Large frequent doses of analgesics sometimes cause chronic headache. The mechanism of this adverse reaction is unknown, and because it is paradoxical it can be difficult to diagnose. Increased frequency of headaches has also been reported as an adverse effect of triptans (5-HT(1a) receptor agonists that are used to treat migraine).
Headaches are occasionally due to acute severe hypertension, which can be caused by the “cheese reaction” – when a patient taking a monoamine oxidase (MAO) inhibitor eats food containing tyramine or other amines (eg, sympathomimetic drugs for “cold cures”). These amines are usually metabolised by MAO type A in the gut. In the presence of an MAO inhibitor, however, the amine is absorbed, enters nerve endings and displaces noradrenaline, the metabolism of which is also inhibited by the MAO inhibitor. Noradrenaline causes the hypertensive reaction. Treatment of hypertension is carried out with an alpha-blocker, such as phentolamine IV. This adverse reaction is less likely in patients taking selective MAO inhibitors, such as the selective MAO type B inhibitor selegiline (used in the treatment of Parkinson’s disease) and the selective MAO type A inhibitor moclobemide (used for depression and phobias). Nevertheless, patients taking these drugs should be advised against eating large amounts of tyramine-rich foods and should avoid sympatho-mimetic drugs in cold cures.
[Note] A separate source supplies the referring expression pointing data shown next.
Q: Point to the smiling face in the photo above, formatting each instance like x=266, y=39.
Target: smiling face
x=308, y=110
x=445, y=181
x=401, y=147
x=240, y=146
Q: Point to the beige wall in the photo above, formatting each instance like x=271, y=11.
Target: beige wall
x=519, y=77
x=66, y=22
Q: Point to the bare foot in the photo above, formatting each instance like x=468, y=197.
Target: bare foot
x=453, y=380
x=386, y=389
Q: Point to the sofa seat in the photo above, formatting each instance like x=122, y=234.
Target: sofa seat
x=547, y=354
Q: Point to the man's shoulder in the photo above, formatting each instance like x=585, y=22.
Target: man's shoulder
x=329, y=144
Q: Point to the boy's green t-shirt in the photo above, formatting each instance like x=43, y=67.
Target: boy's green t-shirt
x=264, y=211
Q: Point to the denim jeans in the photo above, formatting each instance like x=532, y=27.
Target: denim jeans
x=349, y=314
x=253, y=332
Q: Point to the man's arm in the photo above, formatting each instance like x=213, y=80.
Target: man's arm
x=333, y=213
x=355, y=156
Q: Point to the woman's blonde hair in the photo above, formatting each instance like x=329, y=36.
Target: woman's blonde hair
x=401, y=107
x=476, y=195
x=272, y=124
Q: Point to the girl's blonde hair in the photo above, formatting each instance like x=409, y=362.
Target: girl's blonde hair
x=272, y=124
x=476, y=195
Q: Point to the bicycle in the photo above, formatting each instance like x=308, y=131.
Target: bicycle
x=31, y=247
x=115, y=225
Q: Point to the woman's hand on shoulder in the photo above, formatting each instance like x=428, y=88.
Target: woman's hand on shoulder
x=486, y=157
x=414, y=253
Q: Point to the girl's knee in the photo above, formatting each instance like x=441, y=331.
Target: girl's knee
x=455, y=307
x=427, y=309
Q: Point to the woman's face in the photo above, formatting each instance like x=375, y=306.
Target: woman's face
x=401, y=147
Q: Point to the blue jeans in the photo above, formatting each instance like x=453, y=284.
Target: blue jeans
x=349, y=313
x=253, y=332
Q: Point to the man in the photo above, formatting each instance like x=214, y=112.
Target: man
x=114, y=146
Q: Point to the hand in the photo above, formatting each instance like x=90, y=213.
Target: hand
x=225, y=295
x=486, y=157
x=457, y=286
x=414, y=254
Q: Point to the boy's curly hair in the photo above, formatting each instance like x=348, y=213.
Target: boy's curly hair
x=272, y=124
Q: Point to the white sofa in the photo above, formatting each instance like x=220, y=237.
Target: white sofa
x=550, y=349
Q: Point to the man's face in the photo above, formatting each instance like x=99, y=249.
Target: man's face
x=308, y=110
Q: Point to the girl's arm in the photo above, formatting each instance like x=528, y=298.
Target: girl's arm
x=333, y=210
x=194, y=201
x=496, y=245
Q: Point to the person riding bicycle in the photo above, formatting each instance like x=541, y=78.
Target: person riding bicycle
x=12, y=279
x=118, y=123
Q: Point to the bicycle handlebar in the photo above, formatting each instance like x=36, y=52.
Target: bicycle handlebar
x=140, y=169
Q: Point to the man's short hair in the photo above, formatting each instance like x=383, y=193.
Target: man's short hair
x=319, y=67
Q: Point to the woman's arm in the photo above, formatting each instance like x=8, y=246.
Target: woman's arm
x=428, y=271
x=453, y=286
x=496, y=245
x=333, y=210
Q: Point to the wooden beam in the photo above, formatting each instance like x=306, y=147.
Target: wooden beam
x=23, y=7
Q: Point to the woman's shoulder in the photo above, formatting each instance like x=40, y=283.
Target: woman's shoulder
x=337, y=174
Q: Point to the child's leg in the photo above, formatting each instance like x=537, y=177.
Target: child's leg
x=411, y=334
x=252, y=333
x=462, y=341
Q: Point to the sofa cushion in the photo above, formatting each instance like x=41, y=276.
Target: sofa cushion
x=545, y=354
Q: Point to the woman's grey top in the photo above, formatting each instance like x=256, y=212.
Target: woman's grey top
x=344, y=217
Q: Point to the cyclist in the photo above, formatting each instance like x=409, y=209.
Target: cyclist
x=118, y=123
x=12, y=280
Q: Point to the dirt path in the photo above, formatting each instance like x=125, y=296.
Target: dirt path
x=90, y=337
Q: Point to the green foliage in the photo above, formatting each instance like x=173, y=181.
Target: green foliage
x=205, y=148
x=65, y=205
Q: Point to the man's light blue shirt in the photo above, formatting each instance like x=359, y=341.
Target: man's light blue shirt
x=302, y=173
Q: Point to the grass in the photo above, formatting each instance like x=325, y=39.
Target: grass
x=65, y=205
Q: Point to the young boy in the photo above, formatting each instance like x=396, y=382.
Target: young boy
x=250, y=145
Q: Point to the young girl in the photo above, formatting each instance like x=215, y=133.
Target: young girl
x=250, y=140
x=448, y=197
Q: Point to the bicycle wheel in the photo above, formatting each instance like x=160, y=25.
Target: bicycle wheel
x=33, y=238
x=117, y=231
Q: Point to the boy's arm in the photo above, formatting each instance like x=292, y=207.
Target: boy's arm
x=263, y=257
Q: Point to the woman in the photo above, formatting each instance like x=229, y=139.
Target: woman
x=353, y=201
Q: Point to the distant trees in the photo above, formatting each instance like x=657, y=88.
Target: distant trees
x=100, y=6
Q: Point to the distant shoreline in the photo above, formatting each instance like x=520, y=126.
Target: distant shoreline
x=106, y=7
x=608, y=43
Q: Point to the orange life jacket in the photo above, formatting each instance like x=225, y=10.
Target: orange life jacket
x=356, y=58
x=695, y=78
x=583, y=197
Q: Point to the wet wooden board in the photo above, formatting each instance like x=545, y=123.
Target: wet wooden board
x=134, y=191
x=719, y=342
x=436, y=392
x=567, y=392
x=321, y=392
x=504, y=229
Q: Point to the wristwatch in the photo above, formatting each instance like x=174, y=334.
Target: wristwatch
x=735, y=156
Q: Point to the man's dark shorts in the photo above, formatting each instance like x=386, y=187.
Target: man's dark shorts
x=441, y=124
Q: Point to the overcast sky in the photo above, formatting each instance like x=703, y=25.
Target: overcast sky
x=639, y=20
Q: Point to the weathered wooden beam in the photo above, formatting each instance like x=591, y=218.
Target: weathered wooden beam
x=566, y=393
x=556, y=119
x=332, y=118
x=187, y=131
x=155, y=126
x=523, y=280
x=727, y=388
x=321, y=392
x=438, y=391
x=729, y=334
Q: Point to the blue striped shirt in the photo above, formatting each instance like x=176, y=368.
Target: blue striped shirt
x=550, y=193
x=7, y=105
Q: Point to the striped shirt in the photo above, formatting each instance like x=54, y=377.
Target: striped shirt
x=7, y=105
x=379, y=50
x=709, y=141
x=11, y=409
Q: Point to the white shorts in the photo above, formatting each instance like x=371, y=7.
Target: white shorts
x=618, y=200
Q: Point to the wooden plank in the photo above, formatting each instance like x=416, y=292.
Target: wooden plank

Drowsiness, coma and encephalopathy
Psychoactive drugs can cause drowsiness and, in excess, coma; their effects are enhanced by alcohol.
Coma is a risk of hypoglycaemia and can occur with oral hypoglycaemic drugs, particularly sulphonylureas (such as gliclazide and glibenclamide) and insulin.
Drugs that do not primarily act on the brain can occasionally cause an encephalopathy. This adverse reaction has been reported with cisplatin and vidarabine. Carnitine is essential for the transport of fatty acids through the mitochondrial membrane for beta-oxidation, and carnitine deficiency can cause a hyperammonaemic encephalopathy. This can be due to sodium valproate and some beta-lactam antibiotics (such as cefetamet pivoxil, cefteram pivoxil, pivampicillin or pivmecillinam).
Rapid diuresis should be avoided in patients with hepatic ascites, as it can cause encephalopathy.
There is a small risk of thrombotic stroke in women taking oral contraceptives, with an estimated mortality rate of five per million per year. Other drugs that have been implicated in thrombotic stroke include cocaine and anabolic steroids. The risk of haemorrhagic stroke is increased in patients taking anticoagulants; in patients whose risk of cerebral embolism in atrial fibrillation is low, the risk of haemorrhage due to warfarin may be greater, and the benefit:harm ratio can be difficult to assess.
Anticonvulsants can cause seizures in toxic doses. Careful monitoring of therapy is important, particularly in the early stages of treatment, and avoidance of toxicity can be guided by plasma concentration measurement.
Phenothiazines lower the seizure threshold and can cause seizures, as can tricyclic antidepressants and maprotiline; SSRIs do not appear to cause this adverse reaction.
Abrupt withdrawal of baclofen can cause rebound spasticity and seizures; thus, baclofen should always be withdrawn slowly.
Penicillin-based antibiotics can cause seizures at high doses or in patients with renal insufficiency. As they also cause this adverse reaction after intrathecal administration, these antibiotics should either be given at very low doses by this route or be avoided altogether.